There is, besides the RF potential and weather effects on arc 
paths, another often missed effect....sparks from distant lightning 
or precipitation static. The worse possible situation in the world is 
an open contact sectionalizing or isolating areas of an antenna.

If you have a relay in an antenna switch, precipitation static or 
lightning discharges in the distance can trigger a small spark 
across the contacts. If you happen to have RF applied, even 
modest power, the RF will sustain and increase the intensity of the 
plasma in the spark, and the result a few milliseconds later is a 
weakened or ruined relay.

This is one reason why antenna relays that live happily for years at 
many times the power suddenly fail in operation with melted-down 
contacts or carbon tracks or metal deposits across insulation, and 
why antenna relays usually need very large safety margins.
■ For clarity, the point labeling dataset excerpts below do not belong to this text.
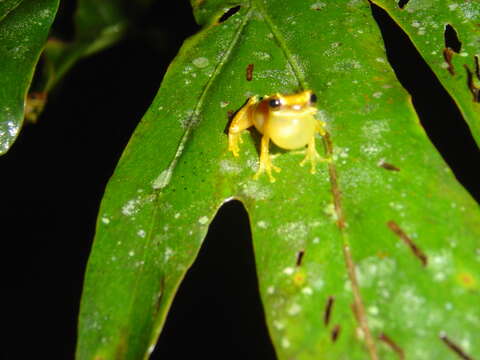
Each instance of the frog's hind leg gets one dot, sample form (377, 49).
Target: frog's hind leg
(312, 155)
(241, 121)
(265, 162)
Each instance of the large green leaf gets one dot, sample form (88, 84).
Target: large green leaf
(375, 256)
(425, 22)
(24, 27)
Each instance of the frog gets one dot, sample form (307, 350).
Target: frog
(288, 120)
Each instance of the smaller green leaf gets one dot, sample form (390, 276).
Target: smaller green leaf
(425, 22)
(24, 28)
(98, 25)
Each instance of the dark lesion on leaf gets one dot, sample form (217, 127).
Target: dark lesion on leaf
(448, 55)
(402, 235)
(230, 115)
(455, 348)
(227, 14)
(452, 47)
(335, 332)
(300, 255)
(471, 75)
(451, 39)
(392, 345)
(328, 310)
(402, 3)
(250, 72)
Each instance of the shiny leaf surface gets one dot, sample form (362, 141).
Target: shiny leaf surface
(24, 27)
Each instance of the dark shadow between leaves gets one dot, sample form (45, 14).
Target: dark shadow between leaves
(437, 111)
(217, 313)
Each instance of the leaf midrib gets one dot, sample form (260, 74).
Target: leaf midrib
(349, 264)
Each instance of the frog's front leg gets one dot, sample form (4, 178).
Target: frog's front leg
(312, 155)
(265, 162)
(241, 121)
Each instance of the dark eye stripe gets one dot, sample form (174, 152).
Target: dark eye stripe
(274, 103)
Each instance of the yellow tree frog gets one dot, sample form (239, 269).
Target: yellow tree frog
(287, 120)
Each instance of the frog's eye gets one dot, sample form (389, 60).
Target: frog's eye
(274, 103)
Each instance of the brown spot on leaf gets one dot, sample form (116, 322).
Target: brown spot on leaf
(335, 332)
(448, 55)
(328, 310)
(250, 72)
(402, 235)
(388, 166)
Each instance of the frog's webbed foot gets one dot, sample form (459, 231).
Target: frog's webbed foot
(265, 161)
(233, 140)
(266, 166)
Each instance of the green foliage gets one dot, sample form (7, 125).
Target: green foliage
(457, 69)
(374, 256)
(24, 27)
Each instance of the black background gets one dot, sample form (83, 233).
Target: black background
(54, 176)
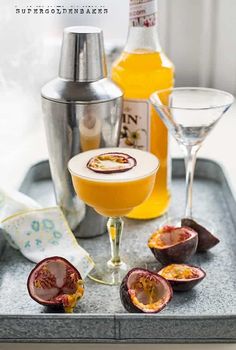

This is why (besides the concerns about creepage across 
insulation due to moisture or dirt) relays that switch antenna 
systems have to be carefully selected.

The procedure I use, besides selecting a component that greatly 
exceeds the expected voltage and current, is intentionally firing a 
tiny weak spark from a HV dc supply across open contacts or from 
contacts to ground while the relay is handling normal RF power. If 
that triggers sustained arc that ruins the relay, the relay will be 
unreliable in service.

As a matter of fact I ran into this last week, testing some new 
relays. I had a relay that handled over 15kW in series with a line 
(contact closed), and nearly 25kW when parallelled with a 50 ohm 
line. Running only 300 peak volts of RF, I fired a tiny spark 
(discharged a .01uF 15kV capacitor) across the contacts. The 
relay immediately sustained an arc and melted the open contacts! 

That's why antenna relays often have to be overkill, and can't 
contain materials that go into vapor or carbon track easily.